Here's my attempt to create a function to calculate MASE based on Hyndman's formula for scaling errors in cross-sectional data:
computeMASE <- function(forecast, actual){
mydata <- data.frame(na.omit(cbind(forecast, actual)))
n <- nrow(mydata)
scalingFactor <- mean(mydata$forecast)
errors <- mydata$actual - mydata$forecast
scaledErrors <- errors/(sum(abs(mydata$actual - scalingFactor)) / n)
MASE <- mean(abs(scaledErrors))
return(MASE)
}
Here's a small example:
set.seed(33333)
observedValues <- rnorm(1000)
forecastedValues <- observedValues + rnorm(1000, sd=.5)

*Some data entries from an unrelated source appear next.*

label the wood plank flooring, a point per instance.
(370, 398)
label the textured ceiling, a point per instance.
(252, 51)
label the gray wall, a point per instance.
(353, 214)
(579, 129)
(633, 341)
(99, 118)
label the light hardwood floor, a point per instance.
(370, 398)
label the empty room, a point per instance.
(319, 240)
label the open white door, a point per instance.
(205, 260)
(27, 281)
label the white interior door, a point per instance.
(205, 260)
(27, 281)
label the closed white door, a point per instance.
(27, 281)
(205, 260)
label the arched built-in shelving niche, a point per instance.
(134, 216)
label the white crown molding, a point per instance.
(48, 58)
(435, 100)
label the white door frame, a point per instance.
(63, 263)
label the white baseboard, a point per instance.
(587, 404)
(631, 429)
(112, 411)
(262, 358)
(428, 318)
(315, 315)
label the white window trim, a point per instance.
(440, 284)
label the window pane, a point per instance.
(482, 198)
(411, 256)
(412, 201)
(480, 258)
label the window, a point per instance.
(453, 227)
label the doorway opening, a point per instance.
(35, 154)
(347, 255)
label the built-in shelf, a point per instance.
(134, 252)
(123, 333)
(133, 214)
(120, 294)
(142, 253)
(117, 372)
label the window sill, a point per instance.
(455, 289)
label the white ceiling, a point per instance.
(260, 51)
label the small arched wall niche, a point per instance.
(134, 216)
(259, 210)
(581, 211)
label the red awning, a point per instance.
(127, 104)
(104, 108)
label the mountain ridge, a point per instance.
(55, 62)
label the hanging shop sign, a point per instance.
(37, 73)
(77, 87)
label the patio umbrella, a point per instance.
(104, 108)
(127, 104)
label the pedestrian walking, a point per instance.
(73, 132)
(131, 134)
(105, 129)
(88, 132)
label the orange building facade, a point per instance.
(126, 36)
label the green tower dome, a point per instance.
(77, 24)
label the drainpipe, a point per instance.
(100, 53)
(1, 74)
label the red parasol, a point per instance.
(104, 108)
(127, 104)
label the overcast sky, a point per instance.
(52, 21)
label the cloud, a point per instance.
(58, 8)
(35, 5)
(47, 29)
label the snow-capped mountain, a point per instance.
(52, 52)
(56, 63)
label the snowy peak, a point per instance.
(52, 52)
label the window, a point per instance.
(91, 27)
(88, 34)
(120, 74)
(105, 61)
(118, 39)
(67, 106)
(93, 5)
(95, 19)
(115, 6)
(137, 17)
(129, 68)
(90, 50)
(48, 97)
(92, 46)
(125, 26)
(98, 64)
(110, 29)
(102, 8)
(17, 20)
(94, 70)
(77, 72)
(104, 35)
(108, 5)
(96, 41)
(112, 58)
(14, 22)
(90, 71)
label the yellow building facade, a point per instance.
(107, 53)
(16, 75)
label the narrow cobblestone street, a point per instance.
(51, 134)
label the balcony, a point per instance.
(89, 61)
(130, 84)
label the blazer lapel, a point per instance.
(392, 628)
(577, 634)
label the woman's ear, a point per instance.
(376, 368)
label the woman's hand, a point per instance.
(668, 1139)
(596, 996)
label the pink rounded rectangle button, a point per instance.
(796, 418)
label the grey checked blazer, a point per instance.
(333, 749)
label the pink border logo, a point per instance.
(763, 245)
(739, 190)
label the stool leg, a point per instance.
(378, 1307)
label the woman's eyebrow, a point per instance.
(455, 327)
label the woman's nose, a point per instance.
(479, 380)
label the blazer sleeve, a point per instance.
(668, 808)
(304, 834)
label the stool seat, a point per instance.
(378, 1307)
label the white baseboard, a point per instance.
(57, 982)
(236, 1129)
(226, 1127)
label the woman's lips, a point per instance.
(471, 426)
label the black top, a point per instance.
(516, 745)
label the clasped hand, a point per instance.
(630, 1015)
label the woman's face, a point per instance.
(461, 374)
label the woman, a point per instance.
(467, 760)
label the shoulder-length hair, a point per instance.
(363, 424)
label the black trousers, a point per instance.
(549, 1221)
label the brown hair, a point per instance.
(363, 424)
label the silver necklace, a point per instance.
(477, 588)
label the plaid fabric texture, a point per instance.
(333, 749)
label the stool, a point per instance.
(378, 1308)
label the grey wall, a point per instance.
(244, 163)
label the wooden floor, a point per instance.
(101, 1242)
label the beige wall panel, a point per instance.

observedValues[sample(1:1000, 10)] <- NA
forecastedValues[sample(1:1000, 10)] <- NA
computeMASE(forecast = forecastedValues, actual = observedValues)
[1] 0.5147389
It's not clear to me that I want to pass a lm model to accuracy() because my vector of forecasted values contains the forecasted values, not values on a predictor that I'm using to generate forecasted values. Indeed, when I pass the two vectors as arguments versus as a lm model, the accuracy estimates are different:
round(accuracy(f=forecastedValues, x=observedValues), 2)
ME RMSE MAE MPE MAPE
Test set 0 0.51 0.41 -55.62 259.12
round(accuracy(f=lm(observedValues ~ forecastedValues)), 2)
ME RMSE MAE MPE MAPE MASE
Training set 0 0.44 0.35 -20.87 203.64 0.44
My function calculates MASE with the same value as accuracy() when passing the predictions from a lm model:
computeMASE(forecast = predict(lm(observedValues ~ forecastedValues, na.action=na.exclude)), actual = observedValues)
[1] 0.4413931
accuracy(f=lm(observedValues ~ forecastedValues))
ME RMSE MAE MPE MAPE MASE
Training set 2.014282e-17 0.4388396 0.3488355 -20.86792 203.6389 0.4413931
I have two questions:
- Is my function correct for calculating MASE with cross-sectional data, according to Hyndman's formula?
- Is there a simpler way to calculate MASE with cross-sectional data using the
accuracy()function without needing to write a function?